The release rate is vital in assessing the international environmental risk of atmospheric radionuclide leaks, and it usually can only be obtained through inversion. However, such inversion is vulnerable to the inevitable plume biases in radionuclide transport modeling, leading to inaccurate estimates and risk assessment. This paper describes an automated method that estimates the release rate while comprehensively correcting plume biases, including both the plume range and transport pattern. The spatial correlation of predictions is used to simplify the difficult task of direct plume adjustment to that of tuning the predictions inside a correlation-adjusted plume. An ensemble-based algorithm is proposed to automatically calculate the spatial correlation.

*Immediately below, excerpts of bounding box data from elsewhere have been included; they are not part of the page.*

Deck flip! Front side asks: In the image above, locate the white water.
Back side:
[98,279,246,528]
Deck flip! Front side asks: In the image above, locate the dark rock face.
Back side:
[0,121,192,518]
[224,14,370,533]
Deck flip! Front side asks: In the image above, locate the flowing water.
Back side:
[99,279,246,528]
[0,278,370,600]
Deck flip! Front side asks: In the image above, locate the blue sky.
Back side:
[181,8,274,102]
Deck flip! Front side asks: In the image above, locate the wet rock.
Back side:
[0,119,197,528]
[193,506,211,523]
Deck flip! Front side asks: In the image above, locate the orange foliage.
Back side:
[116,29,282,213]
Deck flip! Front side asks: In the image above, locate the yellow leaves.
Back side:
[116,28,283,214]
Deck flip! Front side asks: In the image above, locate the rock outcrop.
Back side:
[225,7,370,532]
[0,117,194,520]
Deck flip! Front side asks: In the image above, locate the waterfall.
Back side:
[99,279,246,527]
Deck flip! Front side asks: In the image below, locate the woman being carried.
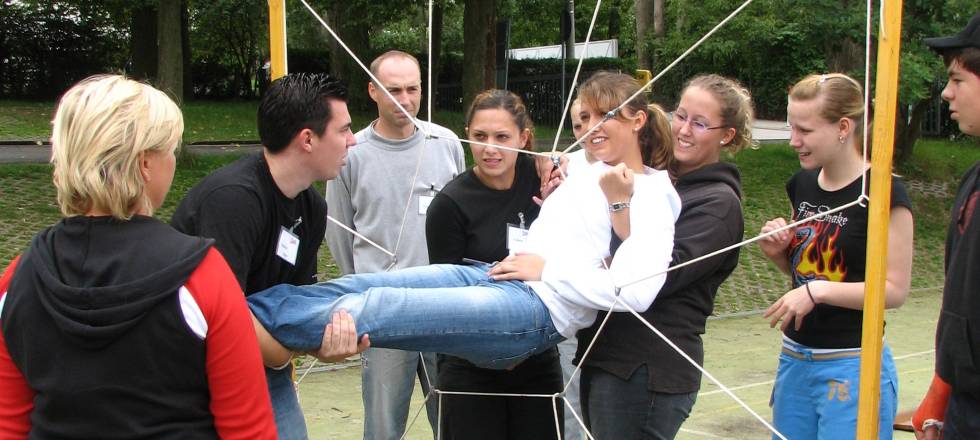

The proposed method is validated using two radionuclide transport models with mild and severe plume biases and data from two wind tunnel experiments, and its performance is compared with that of the standard approach and a recent state-of-the-art method. The results demonstrate that our method corrects the plume biases with high accuracy (Pearson's Correlation Coefficient = 1.0000, Normalized Mean Square Error ≤ 1.03 × 10−3) and reduces the estimation error by nearly two orders of magnitude at best. The proposed approach achieves near-optimal performance with fully automated parameterization, keeping the lowest error levels in our validation cases for various measurement sets.